DOMINCAN REPUBLIC: War of words over Haitian mistreatment
published: Monday | December 11, 2006

SANTO DOMINGO (Reuters):

The Dominican government yesterday said it would not tolerate foreign interference in its affairs after a group of visiting United States lawmakers criticised the treatment of Haitians on Dominican sugar plantations.

Foreign Minister Carlos Morales Troncoso, who met on Saturday evening with the U.S. congressional delegation, said a visit the American politicians paid to cane fields and sugar factories in the east of the country was a "sham".

"I would like them to come for a few more days to see the reality in the Dominican Republic but not a sham like this," the Foreign Minister said.

"As I understand it, the mission was practically kidnapped inside the church of San Pedro de Macoris by a group of non-governmental organisations that defend Haitians and who told them their version of the truth," he said.

Grinding Poverty

Faced with grinding poverty, environmental devastation and widespread unemployment, up to a million Haitians are believed to have crossed illicitly into the neighbouring and far more prosperous Dominican Republic in search of work.

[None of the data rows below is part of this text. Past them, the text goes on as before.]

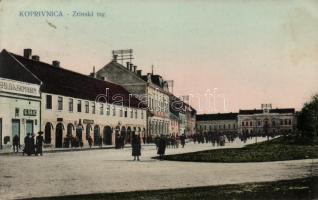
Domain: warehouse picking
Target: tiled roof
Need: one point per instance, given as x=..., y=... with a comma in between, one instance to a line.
x=59, y=81
x=282, y=110
x=219, y=116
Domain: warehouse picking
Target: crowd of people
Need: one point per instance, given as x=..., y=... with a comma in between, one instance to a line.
x=34, y=145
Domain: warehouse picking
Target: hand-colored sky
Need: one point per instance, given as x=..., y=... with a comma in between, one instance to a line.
x=254, y=52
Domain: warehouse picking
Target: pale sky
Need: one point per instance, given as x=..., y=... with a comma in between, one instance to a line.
x=254, y=52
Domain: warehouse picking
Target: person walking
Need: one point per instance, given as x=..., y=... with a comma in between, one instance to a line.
x=136, y=147
x=161, y=147
x=16, y=143
x=90, y=141
x=32, y=144
x=39, y=143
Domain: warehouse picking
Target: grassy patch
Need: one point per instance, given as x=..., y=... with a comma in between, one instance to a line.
x=274, y=150
x=306, y=188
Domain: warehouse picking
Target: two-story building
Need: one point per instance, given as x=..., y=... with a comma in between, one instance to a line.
x=73, y=104
x=223, y=123
x=150, y=89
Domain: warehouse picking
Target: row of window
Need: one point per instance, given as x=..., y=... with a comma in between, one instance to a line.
x=220, y=126
x=156, y=105
x=133, y=113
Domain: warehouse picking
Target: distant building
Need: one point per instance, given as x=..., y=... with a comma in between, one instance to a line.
x=222, y=123
x=257, y=121
x=63, y=103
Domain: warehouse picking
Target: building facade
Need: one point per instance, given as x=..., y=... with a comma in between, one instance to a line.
x=264, y=121
x=69, y=104
x=267, y=121
x=150, y=89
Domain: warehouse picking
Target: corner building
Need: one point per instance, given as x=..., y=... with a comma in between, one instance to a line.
x=73, y=104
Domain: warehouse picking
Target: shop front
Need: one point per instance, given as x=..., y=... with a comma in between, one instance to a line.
x=20, y=110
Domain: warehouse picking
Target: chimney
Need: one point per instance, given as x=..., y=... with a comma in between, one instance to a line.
x=27, y=53
x=56, y=63
x=36, y=58
x=115, y=58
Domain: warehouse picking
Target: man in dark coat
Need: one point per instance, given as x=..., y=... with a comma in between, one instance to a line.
x=16, y=143
x=136, y=147
x=39, y=143
x=161, y=147
x=26, y=148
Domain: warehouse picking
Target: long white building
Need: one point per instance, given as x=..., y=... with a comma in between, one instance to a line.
x=63, y=103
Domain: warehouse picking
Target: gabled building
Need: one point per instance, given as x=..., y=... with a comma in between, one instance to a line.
x=71, y=104
x=20, y=100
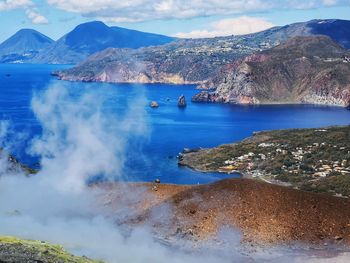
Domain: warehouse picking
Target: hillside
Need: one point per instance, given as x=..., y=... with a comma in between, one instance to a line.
x=193, y=61
x=316, y=160
x=91, y=37
x=23, y=45
x=14, y=250
x=262, y=213
x=312, y=70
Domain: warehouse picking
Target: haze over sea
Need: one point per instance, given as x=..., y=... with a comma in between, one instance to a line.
x=170, y=129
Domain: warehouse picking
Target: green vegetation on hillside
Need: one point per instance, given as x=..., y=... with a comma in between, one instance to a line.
x=315, y=160
x=17, y=250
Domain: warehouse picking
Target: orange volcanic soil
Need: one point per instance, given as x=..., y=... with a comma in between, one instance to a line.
x=264, y=213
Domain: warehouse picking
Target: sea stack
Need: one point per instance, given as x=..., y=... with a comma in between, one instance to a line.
x=182, y=101
x=154, y=104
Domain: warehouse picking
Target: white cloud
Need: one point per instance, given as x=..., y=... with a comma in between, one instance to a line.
x=143, y=10
x=6, y=5
x=35, y=17
x=226, y=27
x=330, y=2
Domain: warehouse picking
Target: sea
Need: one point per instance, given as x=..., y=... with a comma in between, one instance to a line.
x=169, y=129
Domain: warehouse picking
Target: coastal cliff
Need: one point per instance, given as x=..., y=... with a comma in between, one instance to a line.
x=313, y=70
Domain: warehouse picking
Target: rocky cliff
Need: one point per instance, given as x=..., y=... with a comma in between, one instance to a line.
x=311, y=69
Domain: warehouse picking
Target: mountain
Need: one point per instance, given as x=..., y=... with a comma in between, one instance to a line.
x=311, y=69
x=91, y=37
x=194, y=61
x=23, y=45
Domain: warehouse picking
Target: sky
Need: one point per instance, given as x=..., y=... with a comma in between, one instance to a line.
x=181, y=18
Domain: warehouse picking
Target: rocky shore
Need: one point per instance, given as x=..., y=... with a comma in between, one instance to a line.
x=316, y=160
x=310, y=70
x=14, y=250
x=264, y=214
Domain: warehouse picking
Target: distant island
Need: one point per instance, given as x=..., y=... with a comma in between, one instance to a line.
x=316, y=160
x=291, y=64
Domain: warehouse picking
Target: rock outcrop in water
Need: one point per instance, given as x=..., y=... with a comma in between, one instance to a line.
x=313, y=70
x=193, y=61
x=182, y=102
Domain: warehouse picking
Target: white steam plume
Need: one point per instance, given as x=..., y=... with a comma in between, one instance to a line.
x=81, y=139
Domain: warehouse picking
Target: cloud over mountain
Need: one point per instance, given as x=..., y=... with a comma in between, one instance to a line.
x=226, y=27
x=143, y=10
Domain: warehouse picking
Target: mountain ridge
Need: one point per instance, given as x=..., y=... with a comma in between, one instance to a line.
x=311, y=69
x=89, y=38
x=23, y=45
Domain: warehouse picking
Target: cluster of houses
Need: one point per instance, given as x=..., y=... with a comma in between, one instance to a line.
x=249, y=163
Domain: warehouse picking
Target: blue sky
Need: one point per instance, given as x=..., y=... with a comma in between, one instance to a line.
x=199, y=18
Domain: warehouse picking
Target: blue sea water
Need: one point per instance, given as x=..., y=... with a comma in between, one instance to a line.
x=170, y=129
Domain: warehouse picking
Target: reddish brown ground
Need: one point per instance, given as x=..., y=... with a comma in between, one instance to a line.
x=262, y=212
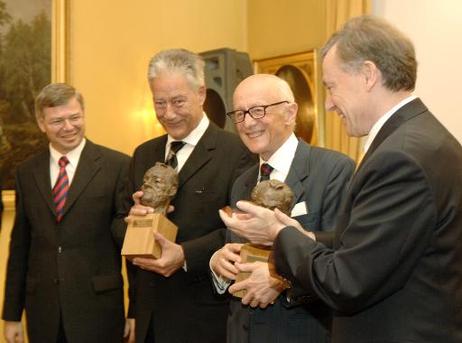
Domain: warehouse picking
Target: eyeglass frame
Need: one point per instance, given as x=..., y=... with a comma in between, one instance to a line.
x=249, y=111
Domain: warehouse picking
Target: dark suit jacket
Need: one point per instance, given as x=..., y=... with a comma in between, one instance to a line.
x=183, y=306
x=317, y=177
x=71, y=269
x=396, y=274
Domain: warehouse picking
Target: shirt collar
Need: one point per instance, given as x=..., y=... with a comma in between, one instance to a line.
x=196, y=134
x=73, y=155
x=282, y=158
x=383, y=119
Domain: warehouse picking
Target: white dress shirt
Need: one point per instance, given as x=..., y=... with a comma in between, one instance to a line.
x=190, y=140
x=73, y=156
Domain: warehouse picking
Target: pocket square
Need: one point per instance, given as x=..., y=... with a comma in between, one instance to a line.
x=299, y=209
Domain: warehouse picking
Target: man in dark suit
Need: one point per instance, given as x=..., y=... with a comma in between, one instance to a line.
x=265, y=119
x=64, y=266
x=173, y=295
x=396, y=272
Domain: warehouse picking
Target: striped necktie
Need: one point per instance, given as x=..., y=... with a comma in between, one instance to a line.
x=171, y=159
x=265, y=171
x=61, y=188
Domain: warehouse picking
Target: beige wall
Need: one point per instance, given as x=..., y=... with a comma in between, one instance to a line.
x=435, y=28
x=112, y=42
x=281, y=27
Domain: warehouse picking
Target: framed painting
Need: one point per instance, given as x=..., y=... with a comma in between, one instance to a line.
x=302, y=72
x=33, y=52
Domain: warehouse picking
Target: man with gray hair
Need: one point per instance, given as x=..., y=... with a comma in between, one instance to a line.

The two countries share the Caribbean island of Hispaniola.

Many Haitian illegal immigrants are employed in sugar fields, factories or on cattle ranches in conditions that human rights groups say often are not far removed from slavery.

Relations between the two countries have long been strained by racism and mistrust, and scarred by the 1937 massacre of up to 30,000 Haitian migrants in a campaign ordered by then Dominican dictator Rafael Trujillo. Many were marched off cliffs at gunpoint to die in the sea.

Last year, the Inter-American Court of Human Rights ordered the Dominican Republic to give birth certificates to Haitians born in its territory, even if their parents are illegal immigrants, provoking protests from Dominican officials.